Iatrogenic pneumothorax secondary to liposuction is rare. A single-center retrospective chart review reported an incidence of 0.0432%.7 Most incidence reports were based on case reports and case series; nevertheless, all the cases reported in the single-center study presented with oxygen saturation deterioration during the procedure,7 a phenomenon not observed in our case. A pleural lesion secondary to pectoralis major muscle dissection is a proposed cause of iatrogenic pneumothorax during breast augmentation.3 This likely caused our iatrogenic pneumothorax after ruling out less likely causes. Since our patient presented in acute respiratory distress and the iatrogenic pneumothorax size was significant, a chest tube was placed.

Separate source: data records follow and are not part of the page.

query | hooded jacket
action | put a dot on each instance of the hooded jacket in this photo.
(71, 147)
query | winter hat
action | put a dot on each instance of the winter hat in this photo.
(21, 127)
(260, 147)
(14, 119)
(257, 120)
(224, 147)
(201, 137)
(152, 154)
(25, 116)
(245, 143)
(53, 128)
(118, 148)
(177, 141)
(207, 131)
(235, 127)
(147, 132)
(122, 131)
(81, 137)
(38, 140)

Clinical suspicion and chest x-rays remain the initial diagnostic tools for pneumothorax; nevertheless, chest ultrasound is faster to perform and has a higher pooled sensitivity than chest x-rays, 87% vs. 46%, respectively, making it an alternative in critical care and unstable patients. However, it has lower pooled specificity than the chest x-rays, at 99% vs. 100%, respectively.8 A chest ultrasound was not considered in our case since the pneumothorax presented as an incidental finding. Chest CT remains the gold standard for diagnosing pneumothorax. We consider it the initial diagnostic tool for complicated cases, because, as demonstrated, chest x-rays can miss pneumothorax, increasing associated morbidity and mortality. We believe that the atypical presentation of this iatrogenic pneumothorax makes our case unique and encourages other authors to report complications associated with cosmetic procedures.